A Song Of Ice And Fire - Omnibus by George R. R. Martin

Author:George R. R. Martin
Format: epub, mobi
Tags: Fantasy - Epic, Fantasy Fiction, Fiction - Fantasy, Fiction, Fantasy, American, General, Fantasy - Series, Martin, Epic, George R. R. - Prose & Criticism, Kings and Rulers, Imaginary Places, Alchemy, Imaginary Wars and Battles, Civil War, Unknown

Chapter Fifty Five

Jon

They woke to the smoke of Mole’s Town burning.

Atop the King’s Tower, Jon Snow leaned on the padded crutch that Maester Aemon had given him and watched the grey plume rise. Styr had lost all hope of taking Castle Black unawares when Jon escaped him, yet even so, he need not have warned of his approach so bluntly. You may kill us, he reflected, but no one will be butchered in their beds. That much I did, at least.

His leg still hurt like blazes when he put his weight on it. He’d needed Clydas to help him don his fresh-washed blacks and lace up his boots that morning, and by the time they were done he’d wanted to drown himself in the milk of the poppy. Instead he had settled for half a cup of dreamwine, a chew of willow bark, and the crutch. The beacon was burning on Weatherback Ridge, and the Night’s Watch had need of every man.

“I can fight,” he insisted when they tried to stop him.

“Your leg’s healed, is it?” Noye snorted. “You won’t mind me giving it a little kick, then?”

“I’d sooner you didn’t. It’s stiff, but I can hobble around well enough, and stand and fight if you have need of me.”

“I have need of every man who knows which end of the spear to stab into the wildlings.”

“The pointy end.” Jon had told his little sister something like that once, he remembered.

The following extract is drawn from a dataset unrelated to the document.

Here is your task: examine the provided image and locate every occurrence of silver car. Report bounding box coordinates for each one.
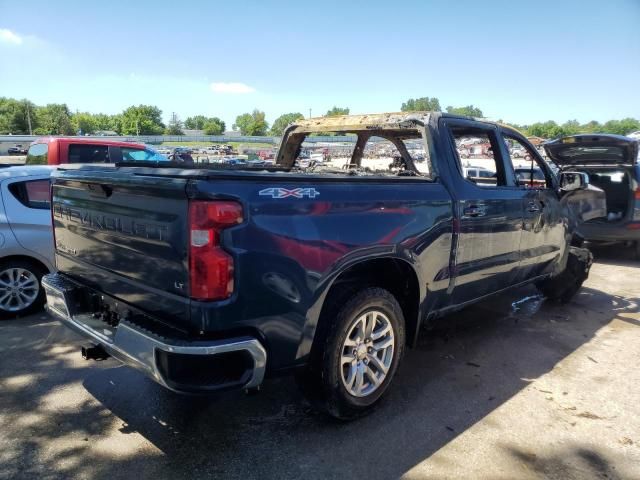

Noye rubbed the bristle on his chin. “Might be you’ll do. We’ll put you on a tower with a longbow, but if you bloody well fall off don’t come crying to me.”

He could see the kingsroad wending its way south through stony brown fields and over windswept hills. The Magnar would be coming up that road before the day was done, his Thenns marching behind him with axes and spears in their hands and their bronze-and-leather shields on their backs. Grigg the Goat, Quort, Big Boil, and the rest will be coming as well. And Ygritte. The wildlings had never been his friends, he had not allowed them to be his friends, but her . . .

He could feel the throb of pain where her arrow had gone through the meat and muscle of his thigh. He remembered the old man’s eyes too, and the black blood rushing from his throat as the storm cracked overhead. But he remembered the grotto best of all, the look of her naked in the torchlight, the taste of her mouth when it opened under his. Ygritte, stay away. Go south and raid, go hide in one of those roundtowers you liked so well. You’ll find nothing here but death.

Across the yard, one of the bowmen on the roof of the old Flint Barracks had unlaced his breeches and was pissing through a crenel. Mully, he knew from the man’s greasy orange hair. Men in black cloaks were visible on other roofs and tower tops as well, though nine of every ten happened to be made of straw.